The purpose of Apple's active scanning is to combat sexual crimes against children. Referring to Article 6 of the European Union's general data guidelines (GDPR), scanning users' icloud cloud data can be classified as the purpose of public interest, which is not groundless. However, according to Article 41 of China's "network security law", network operators should follow the principles of legality, legitimacy and necessity in collecting and using personal information. After all, users' data stored in icloud cloud is private, and it is flawed in the legitimacy and necessity to actively scan user data and report illegal content. Once the Pandora's box is opened, the first step is child pornography, the second step may be pirated information, and the third step may be anti political and correct information. This is also the reason why many organizations and individuals in Europe and the United States oppose this.

Although the WPS company's scanning may be legal, the author still wants to roast about their user agreement, and the expansion of power is too much. According to Article 2.2 of Article 5 (user behavior) of Jinshan office online service agreement on the website of WPS company: "For the content you upload, submit, publish, store, send, receive, disseminate or share using this service, we only view, review, analyze, discuss, etc. by ourselves or entrust a third party on the premise of relevant laws, regulations, national policies and other regulations or the requirements of relevant national authorities, and have the right to provide such content to relevant national authorities for review and use for their desired purposes."

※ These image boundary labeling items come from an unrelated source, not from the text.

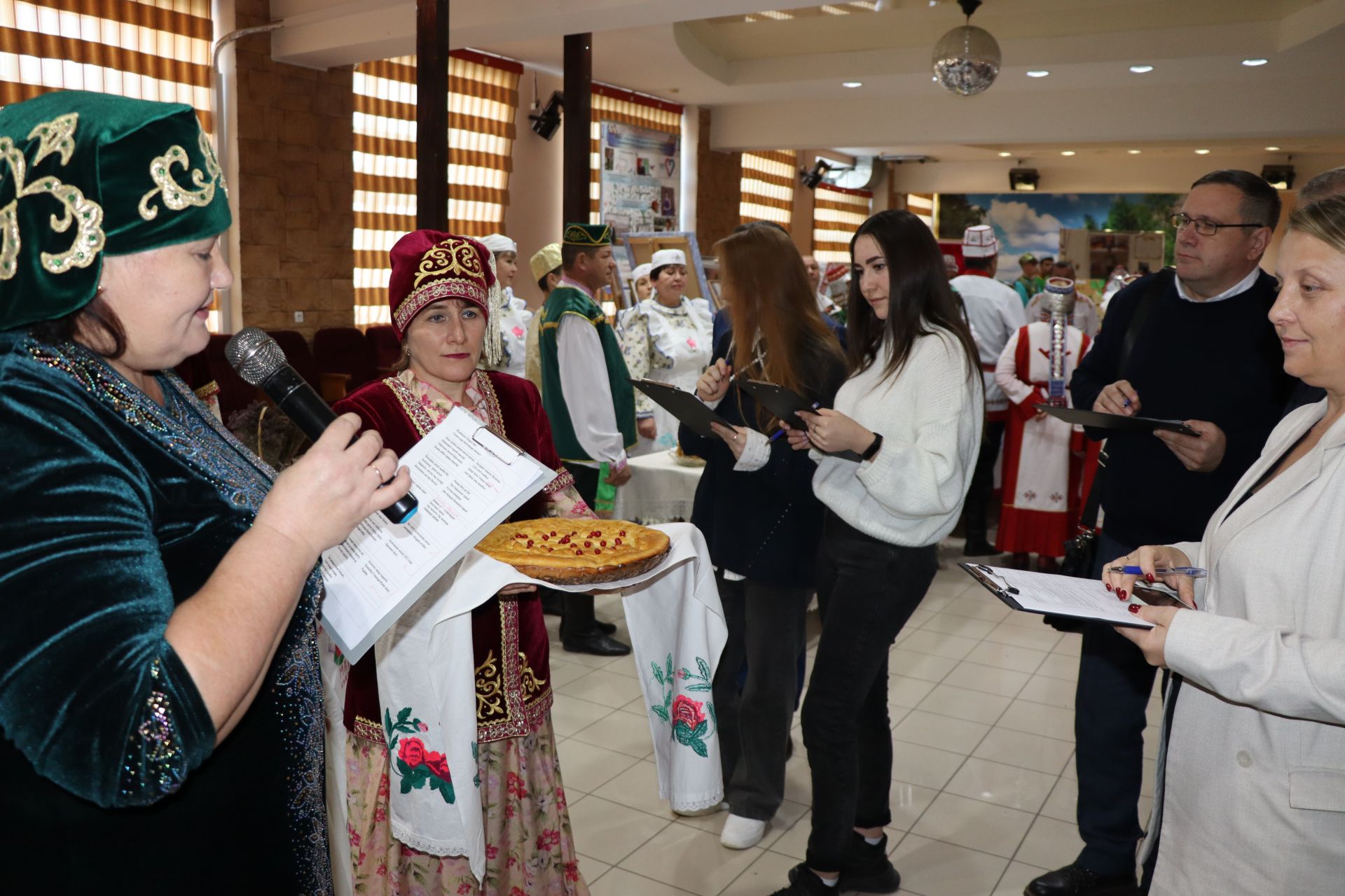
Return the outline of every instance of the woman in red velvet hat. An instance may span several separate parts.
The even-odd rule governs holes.
[[[390,255],[387,300],[402,341],[401,369],[335,410],[354,411],[402,454],[463,407],[557,470],[514,519],[593,517],[555,454],[537,387],[477,367],[496,364],[500,353],[503,293],[491,251],[475,239],[418,230]],[[486,877],[479,884],[465,857],[425,854],[393,836],[389,751],[370,656],[350,668],[344,711],[355,892],[585,895],[555,758],[547,633],[535,590],[504,588],[477,607],[472,639]]]

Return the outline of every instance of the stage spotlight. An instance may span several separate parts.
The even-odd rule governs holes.
[[[1264,165],[1262,168],[1262,177],[1264,177],[1266,183],[1268,183],[1275,189],[1294,188],[1293,165]]]
[[[808,189],[816,189],[818,184],[822,183],[822,179],[826,177],[829,171],[831,171],[831,165],[819,159],[818,163],[812,165],[812,171],[804,171],[803,168],[799,169],[799,183]]]
[[[551,98],[546,101],[546,107],[537,111],[537,101],[533,101],[533,114],[529,120],[533,122],[533,130],[542,140],[550,140],[555,136],[555,132],[561,126],[561,109],[565,107],[565,94],[560,90],[551,93]]]
[[[1013,168],[1009,171],[1009,189],[1034,191],[1041,175],[1036,168]]]

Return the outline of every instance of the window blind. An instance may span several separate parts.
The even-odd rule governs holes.
[[[518,78],[512,60],[448,60],[448,230],[504,232]],[[386,324],[387,251],[416,230],[416,56],[355,67],[355,325]]]
[[[869,218],[873,193],[819,184],[812,200],[812,257],[819,263],[850,261],[850,238]]]
[[[796,160],[790,149],[742,153],[738,223],[772,220],[788,230],[794,218],[794,184],[799,176]]]

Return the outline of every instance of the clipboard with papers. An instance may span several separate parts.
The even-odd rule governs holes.
[[[714,430],[710,429],[710,423],[718,423],[733,429],[733,424],[716,414],[714,408],[686,390],[648,379],[632,379],[631,386],[648,395],[655,404],[662,407],[682,423],[686,423],[691,427],[691,431],[699,437],[710,438],[714,435]]]
[[[958,566],[990,594],[1022,613],[1071,617],[1127,629],[1154,627],[1154,623],[1130,613],[1127,610],[1130,602],[1118,600],[1098,579],[1075,579],[1049,572],[1006,570],[981,563],[959,563]]]
[[[555,478],[555,470],[460,407],[401,463],[410,467],[420,513],[405,524],[374,513],[323,551],[323,627],[350,662]]]
[[[1181,420],[1161,420],[1155,416],[1126,416],[1124,414],[1103,414],[1102,411],[1085,411],[1081,407],[1054,407],[1053,404],[1033,404],[1038,411],[1045,411],[1052,416],[1075,423],[1077,426],[1096,426],[1103,430],[1120,430],[1123,433],[1153,433],[1166,430],[1181,433],[1182,435],[1200,435]]]

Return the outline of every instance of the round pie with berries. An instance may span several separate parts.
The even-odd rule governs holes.
[[[652,570],[668,547],[668,536],[635,523],[551,517],[498,525],[476,549],[542,582],[601,584]]]

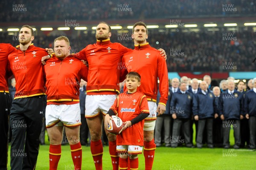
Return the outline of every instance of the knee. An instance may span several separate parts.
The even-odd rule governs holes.
[[[49,137],[50,144],[53,145],[58,145],[61,143],[62,138],[61,136],[55,136]]]
[[[138,158],[138,155],[131,155],[130,156],[129,158],[130,159],[134,159]]]
[[[107,133],[107,136],[108,136],[108,141],[115,141],[116,140],[116,136],[115,135]]]
[[[90,132],[91,140],[93,141],[98,141],[101,138],[102,133],[101,132]]]
[[[119,156],[122,159],[127,159],[128,158],[128,153],[122,153],[119,155]]]
[[[154,135],[150,134],[147,134],[146,135],[144,135],[144,140],[145,141],[148,142],[152,141],[152,140],[154,138]]]

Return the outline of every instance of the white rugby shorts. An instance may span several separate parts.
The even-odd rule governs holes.
[[[101,112],[105,115],[117,96],[116,95],[87,95],[85,99],[85,117],[93,118]]]
[[[148,131],[154,130],[156,125],[155,119],[157,117],[157,104],[152,101],[148,101],[148,109],[149,109],[149,115],[145,119],[143,130]]]
[[[79,104],[49,104],[46,107],[45,123],[47,128],[54,126],[76,127],[81,124]]]
[[[127,153],[131,154],[141,154],[143,147],[137,145],[116,145],[116,152],[118,153]]]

What's the problem with this one? According to the provisions of Article 47 of the network security law, network operators have the obligation to review the published and disseminated content and prevent the transmission of information prohibited by laws and administrative regulations. The key point of this article is that the network operators should review the "release" and "dissemination" contents accordingly. In other words, only when the document is not viewed by the person, it can constitute "publishing" or "transmission".

The WPS user agreement clearly states that "WPS has the right to review and take corresponding disposal measures for the content uploaded, submitted, published, stored, sent, received, disseminated or shared". The network security law requires you to manage the release and dissemination, but WPS expands its power by managing the upload, storage and submission. This also violates the principles of legality, legitimacy and necessity stipulated in the network security law, and there are flaws in both legitimacy and necessity.

Finally, as the Internet moves from youth to middle age, people in both East and West have more and more concerns about privacy protection. For Internet companies that rely on the model of transferring privacy for free services, how to deal with this change and how to use personal information and data legally, properly and necessarily will be a challenge that will last for many years.